# Garage cu for niceic assessment



## frank (Feb 6, 2007)

Antony

You have much to think about.

You need to upgrade the cable first. Think about 10mm.

The catenary sounds like a dodgy option. Check regulation heights/ suspensions and signage.

Is the house supply TNC or TNS. If TNC then you need to include for additional earthing/bonding to conform to equipotential requirements. 

I suggest you install sub main as for a TT system

I suggest also that you install XPLC/SWA cable in place of the PVC/PVC.

Change the older Consumer Unit and wire as you would normally for final downstream circuits.

Make allowance for time delay tripping through you series RCD units.

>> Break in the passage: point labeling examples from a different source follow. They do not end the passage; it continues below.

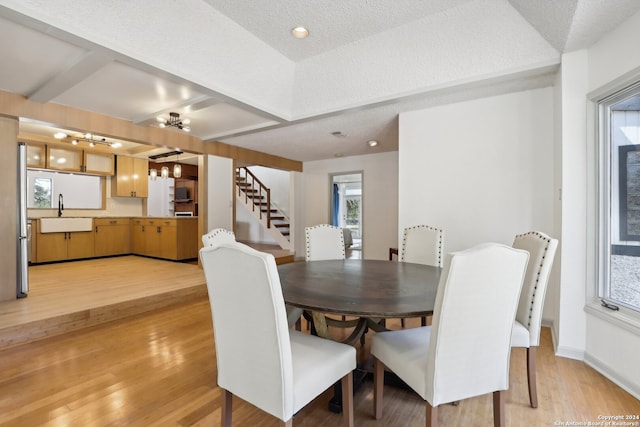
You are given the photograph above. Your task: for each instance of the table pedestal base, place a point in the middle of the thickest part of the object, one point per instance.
(360, 375)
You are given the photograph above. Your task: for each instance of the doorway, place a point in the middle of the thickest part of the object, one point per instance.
(346, 209)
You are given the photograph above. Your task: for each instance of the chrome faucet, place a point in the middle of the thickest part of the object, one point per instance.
(60, 204)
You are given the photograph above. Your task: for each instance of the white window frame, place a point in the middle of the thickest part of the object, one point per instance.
(600, 103)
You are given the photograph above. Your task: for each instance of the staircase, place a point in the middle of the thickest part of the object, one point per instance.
(256, 197)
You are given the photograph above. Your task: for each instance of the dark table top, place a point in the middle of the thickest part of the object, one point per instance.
(363, 288)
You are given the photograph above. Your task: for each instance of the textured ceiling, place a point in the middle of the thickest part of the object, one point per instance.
(234, 69)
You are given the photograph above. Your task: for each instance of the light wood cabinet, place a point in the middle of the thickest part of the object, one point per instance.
(112, 236)
(36, 155)
(131, 177)
(64, 246)
(168, 238)
(64, 159)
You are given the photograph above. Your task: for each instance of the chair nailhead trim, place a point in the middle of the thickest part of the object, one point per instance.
(440, 233)
(535, 287)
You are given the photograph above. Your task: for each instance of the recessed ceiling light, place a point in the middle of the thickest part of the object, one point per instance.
(300, 32)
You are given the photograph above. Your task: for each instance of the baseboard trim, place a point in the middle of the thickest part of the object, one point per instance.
(568, 352)
(598, 365)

When you have given this some thought come back for the detail.

Hope this helps


Frank


----------



## Antony (Apr 5, 2009)

Hi Frank
Thanks for the reply ! yes i will prob fit 10mm SWA from kitchen cu and run this to garage underground ? also with the kitchen cu would it be best to remove cooker off this ? and the feed for kitchen (taken from house cu) and put this on non rcd 32A mcb as new garage cu is 30ma garage unit ? by the way its a tns earthing.
Regards
Antony.


----------



## william1978 (Sep 21, 2008)

Damn, I'm glad I live in the good ol USA.:thumbup:


----------



## user4818 (Jan 15, 2009)

william1978 said:


> Damn, I'm glad I live in the good ol USA.:thumbup:


:blink:


----------